Batubara merupakan salah satu produk Indonesia yang harganya sangat fluktuatif. Sebagai produk yang masuk dalam energy family, gerak harga batu bara tentu saja berkorelasi cukup erat dengan gerak harga minyak bumi. Menyimak data dari New York Mercantile Exchange periode 2001 - 2006, kita dapat melihat perubahan harga tiap tahun (prosentase selisih high - low dibagi closing price) terrentang antara 20,2 sampai 74,1%. Melampaui fluktuasi harga minyak bumi. Selama triwulan pertama 2007 harga batubara tetap menunjukkan fluktuasi tak kurang tajam dengan trend yang meningkat. Riset Danareksa Sekuritas menunjukkan bahwa rata-rata harga tiga bulan pertama 2007 sebesar US$ 53 / metrik ton, lebih tinggi ketimbang rata-rata harga 2006, sebesar US$ 49 / metric ton. Kajian Danareksa sekuritas tersebut juga memprediksikan bahwa permintaan batubara dalam waktu dekat akan naik dengan tajam. Salah satu pendorong adalah crash program 10.000 MW PLN. Dalam jangka lebih panjang studi yang sama memperkirakan permintaan domestik batubara akan naik lebih dari dua kali lipat pada 2010.

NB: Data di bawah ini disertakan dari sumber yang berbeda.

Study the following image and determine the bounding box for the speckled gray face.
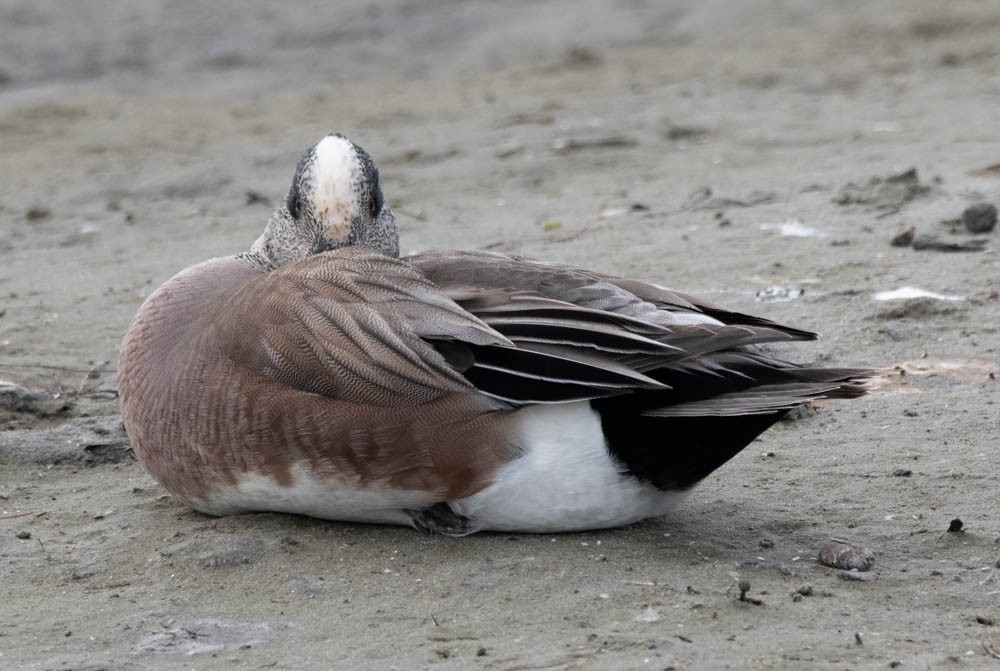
[244,135,399,270]
[286,135,399,256]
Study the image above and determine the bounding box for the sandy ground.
[0,0,1000,670]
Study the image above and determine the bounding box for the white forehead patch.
[309,135,359,240]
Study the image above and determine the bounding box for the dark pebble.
[962,203,997,233]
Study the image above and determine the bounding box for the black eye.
[371,170,385,219]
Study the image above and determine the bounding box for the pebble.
[818,541,875,571]
[962,203,997,233]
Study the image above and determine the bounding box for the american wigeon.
[119,135,869,535]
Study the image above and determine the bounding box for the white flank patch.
[310,135,358,240]
[760,219,830,238]
[451,401,685,533]
[872,287,965,301]
[196,466,440,526]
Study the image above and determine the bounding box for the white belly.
[194,401,685,533]
[450,401,685,533]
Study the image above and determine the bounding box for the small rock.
[24,207,52,221]
[818,540,875,571]
[911,235,986,252]
[837,570,878,582]
[962,203,997,233]
[889,226,917,247]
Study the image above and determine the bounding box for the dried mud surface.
[0,0,1000,670]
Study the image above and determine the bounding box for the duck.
[118,134,872,536]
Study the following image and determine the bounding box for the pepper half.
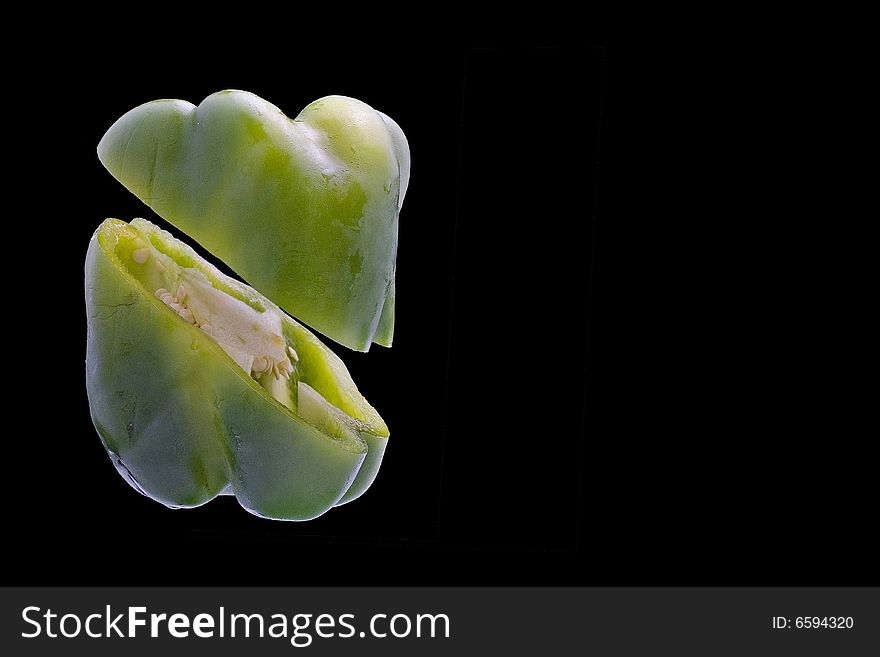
[98,91,410,351]
[85,219,388,520]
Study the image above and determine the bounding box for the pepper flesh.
[86,219,388,520]
[98,90,410,351]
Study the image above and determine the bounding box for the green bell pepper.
[98,91,410,351]
[85,219,388,520]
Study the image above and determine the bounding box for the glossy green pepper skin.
[98,91,410,351]
[85,219,388,520]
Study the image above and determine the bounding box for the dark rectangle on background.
[0,588,880,657]
[8,44,604,584]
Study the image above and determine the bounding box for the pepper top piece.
[98,91,410,351]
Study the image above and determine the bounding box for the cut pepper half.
[86,219,388,520]
[98,90,410,351]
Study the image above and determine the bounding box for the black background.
[4,44,876,585]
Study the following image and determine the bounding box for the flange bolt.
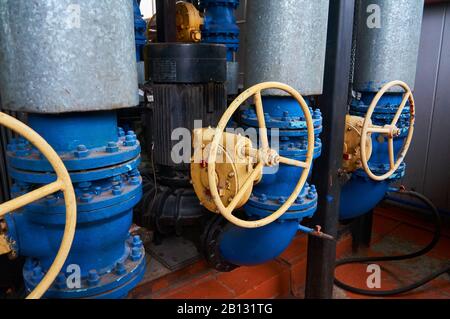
[106,142,119,153]
[88,269,100,286]
[130,247,142,261]
[115,261,127,276]
[132,235,142,248]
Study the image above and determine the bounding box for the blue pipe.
[219,219,299,266]
[212,96,326,266]
[339,92,409,220]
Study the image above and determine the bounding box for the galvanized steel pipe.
[245,0,329,95]
[0,0,139,113]
[353,0,424,92]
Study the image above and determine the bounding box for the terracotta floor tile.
[216,261,289,295]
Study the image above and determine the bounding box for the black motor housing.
[141,43,227,235]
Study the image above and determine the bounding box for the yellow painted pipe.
[0,112,77,299]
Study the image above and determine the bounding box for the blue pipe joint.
[131,0,147,62]
[199,0,240,61]
[6,112,145,298]
[218,219,298,266]
[339,92,410,220]
[214,97,322,266]
[241,96,322,136]
[339,163,406,220]
[7,112,141,173]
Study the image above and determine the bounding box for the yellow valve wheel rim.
[360,81,415,181]
[0,112,77,299]
[208,82,314,228]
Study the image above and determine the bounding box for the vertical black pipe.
[305,0,355,299]
[156,0,177,43]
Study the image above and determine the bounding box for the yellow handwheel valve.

Produksi batubara Indonesia juga mengalami kenaikan tajam dari 79,37 juta ton di tahun 2000 menjadi mendekati 200 juta ton pada 2006. Bersamaan dengan kenaikan produksi, terjadi peningkatan ekspor dengan kecepatan yang hampir sama, dari 57, 24 juta ton di tahun 2000 menjadi 148 juta ton di tahun 2006. Praktis 75% dari batubara Indonesia dijual di pasaran luar negeri. Trend itu telah menempatkan Indonesia sebagai produsen batubara ke empat terbesar di dunia, dibelakang Cina, India dan Afrika Selatan. Indonesia juga kini menjadi pengekspor terbesar batubara, mengambil alih posisi Australia, yang mengalami kendala infrastruktur.
Dengan meningkatnya permintaan dalam negeri di tahun-tahun mendatang, komposisi penggunaan ekspor dan pasar dalam negeri juga diperkirakan akan bergeser. Pergeseran itu akan menempatkan pasar batubara dalam negeri menjadi lebih penting, karena melibatkan nilai ekonomis yang jauh lebih besar.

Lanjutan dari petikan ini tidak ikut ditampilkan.